Existe um elemento no argumento de Hayek, e que é recorrente em toda a sua obra, que merece referência. O argumento anula o homem individual - em razão da sua ignorância - e enaltece a sociedade, a qual possui no seu seio informações, relações, planos, micro-processos aos quais qualquer homem individual ou grupo de homens, por mais inteligentes que sejam, nunca conseguirão aceder. Esta fé na sociedade, e depreciação do homem individual, é típica do pensamento que tenho designado aqui por protestante, e, no caso de Hayek, tem a sua origem nos moralistas escoceses do século XVIII ( vg., Adam Ferguson, David Hume, Adam Smith) e também em Kant. Trata-se de uma reacção ao pensamento católico segundo o qual o homem pode individualmente chegar à verdade.

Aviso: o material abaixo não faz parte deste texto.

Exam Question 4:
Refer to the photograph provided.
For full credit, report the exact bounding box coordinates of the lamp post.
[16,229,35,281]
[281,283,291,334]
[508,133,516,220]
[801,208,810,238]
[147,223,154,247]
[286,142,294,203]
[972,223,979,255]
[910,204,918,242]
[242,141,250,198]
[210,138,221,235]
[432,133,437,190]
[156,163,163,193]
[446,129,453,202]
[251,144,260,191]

O argumento de Hayek, com o seu ênfase na ignorância, possui outros domínios de aplicação que não apenas a política económica e social. O cirurgião nunca está certo dos efeitos que a cirurgia pode produzir no paciente. Efeitos não pretendidos podem ocorrer e frequentemente ocorrem. E até efeitos opostos aos pretendidos - o paciente morre na operação. Da mesma forma, um homem que decide comprar um automóvel não está certo dos efeitos que essa decisão poderá ter na sua vida - ele pode vir a morrer em consequência dela num acidente de viação. A ignorância, a qual é frequentemente incerteza, é um atributo essencial da vida humana. Aquilo que é original em Hayek é que a ignorância deve paralisar a decisão. "Como não sabemos tudo, nem nunca saberemos, para tomar decisões perfeitamente informadas, o melhor é não tomarmos decisões nenhumas".
No caso da presente crise financeira, não é certo que o Plano Paulson melhore a situação, em vez de a piorar, e o João Miranda já levantou esta questão. Da mesma forma que o paciente que se coloca nas mãos do cirurgião não está certo que a sua qualidade de vida será melhor após a cirurgia. Trata-se, porém, de situações em que o presente estado de coisas se tornou de tal modo intolerável que uma alternativa tem de ser ponderada. A razão ajuda a descobrir a alternativa e até a avaliar a priori alguns dos seus benefícios e custos face à situação actual. Mas não todos, pelo que um domínio de incerteza prevalecerá.
Hayek recomendaria: "Como não sabem tudo, então não façam nada!". Uma pessoa racional apela à fé como último recurso ou complemento da razão: "Vamos tentar a alternativa, e seja o que Deus quiser!".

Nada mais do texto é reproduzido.